By the end of the 2003 postseason, of course, Rodriguez would be on his way to Yankee pinstripes after an aborted trade to the Red Sox. On his way to a locker room over which his erstwhile best friend presided. On his way to an up and down relationship with Jeter to come but nothing remotely resembling their former tightness, even after A-Rod agreed to take third base to leave his old friend where he was. On his way to firing Boras, three years after the embarrassment of the 2007 contract opt-out (during the World Series, which featured Red Sox fans chanting "Don't sign A-Rod," as if the triumphant Olde Towne Team was that crazy), after which he reportedly negotiated his own new Yankee deal.

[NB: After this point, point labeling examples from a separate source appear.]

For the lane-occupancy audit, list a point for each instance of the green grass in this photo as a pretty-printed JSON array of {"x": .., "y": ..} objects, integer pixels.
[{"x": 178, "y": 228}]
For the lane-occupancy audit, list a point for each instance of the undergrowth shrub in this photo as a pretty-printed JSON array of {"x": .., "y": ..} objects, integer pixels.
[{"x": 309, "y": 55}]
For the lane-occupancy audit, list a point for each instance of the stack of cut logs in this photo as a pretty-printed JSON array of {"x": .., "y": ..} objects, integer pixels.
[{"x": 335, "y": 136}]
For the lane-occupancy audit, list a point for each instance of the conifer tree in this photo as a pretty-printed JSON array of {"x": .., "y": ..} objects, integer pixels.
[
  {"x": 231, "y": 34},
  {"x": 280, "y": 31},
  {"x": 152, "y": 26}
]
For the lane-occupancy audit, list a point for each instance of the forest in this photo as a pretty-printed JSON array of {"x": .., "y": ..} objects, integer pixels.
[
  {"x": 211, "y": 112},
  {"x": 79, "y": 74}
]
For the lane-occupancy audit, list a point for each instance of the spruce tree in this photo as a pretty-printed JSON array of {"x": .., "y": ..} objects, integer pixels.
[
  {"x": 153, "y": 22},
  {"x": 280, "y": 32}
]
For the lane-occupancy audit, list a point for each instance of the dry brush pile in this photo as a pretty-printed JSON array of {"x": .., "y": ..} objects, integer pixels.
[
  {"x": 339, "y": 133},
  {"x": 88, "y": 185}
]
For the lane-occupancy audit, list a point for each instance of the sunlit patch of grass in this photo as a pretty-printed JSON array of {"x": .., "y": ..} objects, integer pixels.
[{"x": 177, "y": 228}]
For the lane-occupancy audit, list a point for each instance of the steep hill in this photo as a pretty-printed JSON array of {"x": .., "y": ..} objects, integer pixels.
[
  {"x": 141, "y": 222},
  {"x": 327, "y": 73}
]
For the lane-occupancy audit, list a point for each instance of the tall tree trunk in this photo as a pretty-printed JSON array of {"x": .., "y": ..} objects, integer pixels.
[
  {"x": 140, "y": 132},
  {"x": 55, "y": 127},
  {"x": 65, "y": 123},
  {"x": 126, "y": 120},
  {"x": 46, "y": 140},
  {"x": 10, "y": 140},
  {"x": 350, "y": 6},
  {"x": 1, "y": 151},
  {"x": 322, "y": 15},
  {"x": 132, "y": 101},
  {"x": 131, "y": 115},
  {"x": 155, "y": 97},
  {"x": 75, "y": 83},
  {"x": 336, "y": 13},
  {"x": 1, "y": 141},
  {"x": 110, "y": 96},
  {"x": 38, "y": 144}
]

Three years after that embarrassment, and ten years too late to make Rodriguez what he probably should have been in the first place. A Met. Without blowing his most valued friendship and, perhaps, his most valuable moral compass. Without standing as he does now and too often has since becoming a Yankee. Almost alone, in the place where insecurity married to hubris equals abject disaster, for himself, his legacy (what's left of it), and for the game he professes to love.
It's a place into which the Yankees at least and baseball at most no longer wish to be drawn. They've already spent enough time under the A-Rod big top. Don't be shocked too terribly if the Yankees find a way to cut him, even if it means principal owner Hal Steinbrenner eating $67 million before letting him back anywhere near the Yankees. But it'll be easier for the Empire Emeritus to keep their own circus from being overtaken by the clown quarters than for baseball itself to clean up after A-Rod's mess.